For me though, I’m haunted by her much-repeated, much-debated, and sometimes much-maligned observation after her husband’s defeat in the Presidential election of 1980.

At the time, she observed of President-elect Reagan, “I think the President makes us comfortable with our prejudices.”

This week is a good time to reflect on both this piercing observation of the time and its prescient prediction of our own recent past coming to a crescendo in 2016 with the election of Donald Trump.

As a youth coming of both voting and ‘paying attention’ age in the late ’70s and early ‘80s I bought into the Shining City on the Hill hope that Reagan offered. I carried him as a legacy GOP benchmark up to and even beyond leaving the Republican Party in 2019 in search of all that had been cast aside and replaced with MAGA bravado and intolerance.

Was I so naive for three decades to not see what Rosalynn Carter saw while Reagan was stumping his subtle ‘States Rights’ argument that was used by the Confederacy as they retained their southern ‘way of life’ to justify slavery or to his not-so-subtle ‘Welfare Queen’ label that was used by supporters to foment disdain upon those of lesser means?

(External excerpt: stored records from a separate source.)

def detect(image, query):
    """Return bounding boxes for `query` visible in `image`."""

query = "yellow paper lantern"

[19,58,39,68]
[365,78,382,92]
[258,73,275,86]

I accept that I have that burden of reflection to bear while determining if Reagan’s intentions were overt or inadvertent campaign rhetoric that ultimately laid the foundation for the MAGA revolution of 2016.

Lucky for me though, I ‘woke’ to the Trump-fueled MAGA intolerance after 2016 to clearly see what Rosalynn Carter was warning of nearly four decades ago.

As she is laid to rest, I’ll be using this week to evaluate how political leaders address prejudice-related issues and closely evaluate their statements and actions to determine if they contribute to understanding and equality, or do they simply make us comfortable with our prejudices.